Perchè? Per via della crisi economica. Che - non fosse stato per l’influenza provvidenziale - avrebbe scavato buchi anche nei bilanci dei produttori di pastiglie e affini. O per lo meno così parrebbe, a giudicare da un’intervista rilasciata - a settembre, al “Sole 24 ore” - da David Brennan, amministratore delegato del gruppo farmaceutico anglo-svedese, AstraZeneca (31,6 miliardi di dollari di fatturato nel 2008); e presidente di turno di PhRma, l’associazione che raccoglie le 30 principali case farmaceutiche al mondo. Un’intervista così sfacciata che - se non c’era - nessuno sarebbe mai stato in grado di inventarla:
Domanda (del giornalista del “Sole”): Lo scoppio dell’influenza “A” sembra arrivato al momento giusto: le società farmaceutiche sono alle prese con la riduzione della spesa sanitaria da parte dei governi… Risposta (dell’ad di AstraZeneca): “Non c’è dubbio. (…) I governi aumentano gli stoccaggi di medicine e l’impatto positivo sui conti è rilevante. Con il governo americano abbiamo un contratto di fornitura da 12 milioni di dosi (di vaccino, NdA) dal valore complessivo di 120-140milioni di dollari. Obama acquisterà tutta la fornitura che oggi abbiamo a disposizione, e posto che i produttori di forniscano dispositivi inalatori (la AstraZeneca sta lavorando su un vaccino spray, NdA), potremo raggiungere un giro di affari globale da 500 milioni“.

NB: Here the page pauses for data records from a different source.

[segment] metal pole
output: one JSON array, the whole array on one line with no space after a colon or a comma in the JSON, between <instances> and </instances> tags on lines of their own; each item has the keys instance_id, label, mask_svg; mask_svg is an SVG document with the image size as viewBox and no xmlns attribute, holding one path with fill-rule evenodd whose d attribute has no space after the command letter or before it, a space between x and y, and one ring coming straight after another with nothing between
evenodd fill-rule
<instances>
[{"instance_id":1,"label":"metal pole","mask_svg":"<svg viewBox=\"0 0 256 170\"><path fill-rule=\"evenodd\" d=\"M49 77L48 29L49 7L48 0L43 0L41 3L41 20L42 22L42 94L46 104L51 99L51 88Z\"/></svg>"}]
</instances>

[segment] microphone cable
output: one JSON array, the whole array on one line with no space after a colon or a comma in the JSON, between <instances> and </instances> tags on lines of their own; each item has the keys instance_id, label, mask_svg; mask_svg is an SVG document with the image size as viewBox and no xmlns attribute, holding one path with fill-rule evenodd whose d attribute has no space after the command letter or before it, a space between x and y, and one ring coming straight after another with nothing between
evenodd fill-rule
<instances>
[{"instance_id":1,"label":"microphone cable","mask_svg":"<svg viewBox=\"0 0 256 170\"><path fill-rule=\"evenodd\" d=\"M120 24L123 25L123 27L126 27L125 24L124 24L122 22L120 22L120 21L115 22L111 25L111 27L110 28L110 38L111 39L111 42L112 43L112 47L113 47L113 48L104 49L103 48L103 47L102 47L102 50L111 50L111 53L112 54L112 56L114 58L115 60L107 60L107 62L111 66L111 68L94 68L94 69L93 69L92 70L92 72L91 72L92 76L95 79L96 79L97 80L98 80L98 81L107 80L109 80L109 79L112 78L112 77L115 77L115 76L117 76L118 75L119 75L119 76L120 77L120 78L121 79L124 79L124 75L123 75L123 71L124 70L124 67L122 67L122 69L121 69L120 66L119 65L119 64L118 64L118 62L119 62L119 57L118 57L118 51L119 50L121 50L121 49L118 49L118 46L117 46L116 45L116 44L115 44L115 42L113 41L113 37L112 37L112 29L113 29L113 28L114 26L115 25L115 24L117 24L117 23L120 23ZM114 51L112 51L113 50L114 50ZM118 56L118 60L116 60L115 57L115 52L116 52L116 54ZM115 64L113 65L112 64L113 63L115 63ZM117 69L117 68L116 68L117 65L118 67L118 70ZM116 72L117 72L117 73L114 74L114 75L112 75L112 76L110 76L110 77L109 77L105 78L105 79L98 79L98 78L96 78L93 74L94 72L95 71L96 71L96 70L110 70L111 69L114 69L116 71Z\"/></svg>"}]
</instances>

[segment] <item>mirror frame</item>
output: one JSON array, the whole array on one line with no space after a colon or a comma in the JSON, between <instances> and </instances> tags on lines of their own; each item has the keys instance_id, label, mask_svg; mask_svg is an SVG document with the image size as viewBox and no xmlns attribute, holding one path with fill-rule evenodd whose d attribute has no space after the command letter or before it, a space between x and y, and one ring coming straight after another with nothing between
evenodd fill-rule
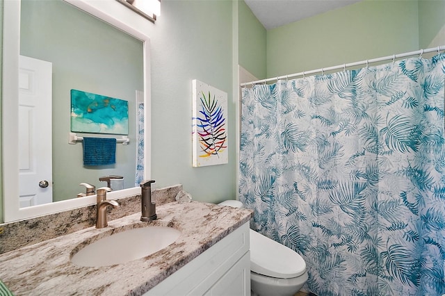
<instances>
[{"instance_id":1,"label":"mirror frame","mask_svg":"<svg viewBox=\"0 0 445 296\"><path fill-rule=\"evenodd\" d=\"M63 0L141 40L144 63L144 179L151 178L150 39L153 24L114 0ZM96 195L27 208L19 203L18 104L20 1L3 1L3 222L10 222L96 204ZM13 123L16 124L14 124ZM136 151L135 151L136 153ZM135 164L136 165L136 164ZM108 199L140 193L139 187L109 192Z\"/></svg>"}]
</instances>

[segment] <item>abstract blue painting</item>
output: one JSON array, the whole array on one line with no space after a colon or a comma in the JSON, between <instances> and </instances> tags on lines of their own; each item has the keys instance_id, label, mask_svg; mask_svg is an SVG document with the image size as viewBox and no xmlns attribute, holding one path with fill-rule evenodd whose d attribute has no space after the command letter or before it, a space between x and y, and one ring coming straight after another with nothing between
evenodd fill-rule
<instances>
[{"instance_id":1,"label":"abstract blue painting","mask_svg":"<svg viewBox=\"0 0 445 296\"><path fill-rule=\"evenodd\" d=\"M71 90L71 131L128 135L128 101Z\"/></svg>"}]
</instances>

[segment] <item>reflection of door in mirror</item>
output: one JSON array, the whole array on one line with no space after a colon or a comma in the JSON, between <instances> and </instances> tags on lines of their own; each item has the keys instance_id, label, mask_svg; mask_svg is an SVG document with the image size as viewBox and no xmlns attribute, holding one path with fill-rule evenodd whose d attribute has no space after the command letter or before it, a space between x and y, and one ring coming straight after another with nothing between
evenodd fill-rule
<instances>
[{"instance_id":1,"label":"reflection of door in mirror","mask_svg":"<svg viewBox=\"0 0 445 296\"><path fill-rule=\"evenodd\" d=\"M49 187L54 202L85 192L81 183L105 186L106 183L99 180L104 176L122 176L125 188L134 186L136 91L144 88L143 51L140 40L63 1L22 1L20 54L53 65L53 184ZM115 165L84 166L82 142L68 144L72 89L128 101L130 142L118 144Z\"/></svg>"},{"instance_id":2,"label":"reflection of door in mirror","mask_svg":"<svg viewBox=\"0 0 445 296\"><path fill-rule=\"evenodd\" d=\"M19 67L19 179L24 208L53 201L52 65L20 56Z\"/></svg>"}]
</instances>

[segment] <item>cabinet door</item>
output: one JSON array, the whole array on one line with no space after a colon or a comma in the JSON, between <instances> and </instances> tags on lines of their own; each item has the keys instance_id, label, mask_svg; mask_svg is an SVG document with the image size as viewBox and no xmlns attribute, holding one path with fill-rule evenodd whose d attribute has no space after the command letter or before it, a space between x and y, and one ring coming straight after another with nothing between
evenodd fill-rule
<instances>
[{"instance_id":1,"label":"cabinet door","mask_svg":"<svg viewBox=\"0 0 445 296\"><path fill-rule=\"evenodd\" d=\"M250 252L248 252L204 294L205 296L250 295Z\"/></svg>"}]
</instances>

Milioni, anzi miliardi che - col senno di poi - si poteva anche evitare di spendere. Come forse si potevano evitare gli allarmi lanciati dall’Organizzazione mondiale della Sanità, che - curiosamente - ha sede a Ginevra, in Svizzera. Dove hanno sede anche due delle principali case farmacuetiche al mondo: Roche e Novartis (nata dalla fusione di Ciba-Geigy e Sandoz). Proprio quella Novartis che - sempre per una coincidenza divina - è l’azienda che ha preso i milioni per riempire di vaccini proprio noi italiani.
E ancora. Si potevano evitare le paginate e le articolesse in stile fine del mondo dei giornali italiani. Che - sempre per un caso del destino cinico e baro - hanno le case farmaceutiche nostrane e non tra i loro inserzionisti. E che hanno deciso di non andare ascolto ai medici italiani che hanno sempre detto che si trattava di una normale influenza. E si potevano - per finire - evitare anche certe campagne terroristiche sui “vaccini-che-uccidono” lanciate da certi cospirazionisti alle vongole. Che invece di fare controinformazione, cercano di fare concorrenza ai grandi media con le stesse armi dei grandi media: sensazionalismo e falsi allarmi.
Si poteva, ma non ci si è riusciti. E prima di metter via cuffie, sciarpe e termometri - e passare al prossimo allarme, emergenza o scandalo - sarebbe bene riflettere sul perchè quando certi pifferai suonano, i topi li seguono. Sempre. Perchè a riempire i pronto soccorso e a intasare gli ospedali per un mal di gola sospetto, non erano certo i giornalisti allarmisti, i cospirazionisti alle vongole o i super esperti dell’Oms. Vero cari concittadini carciofoni?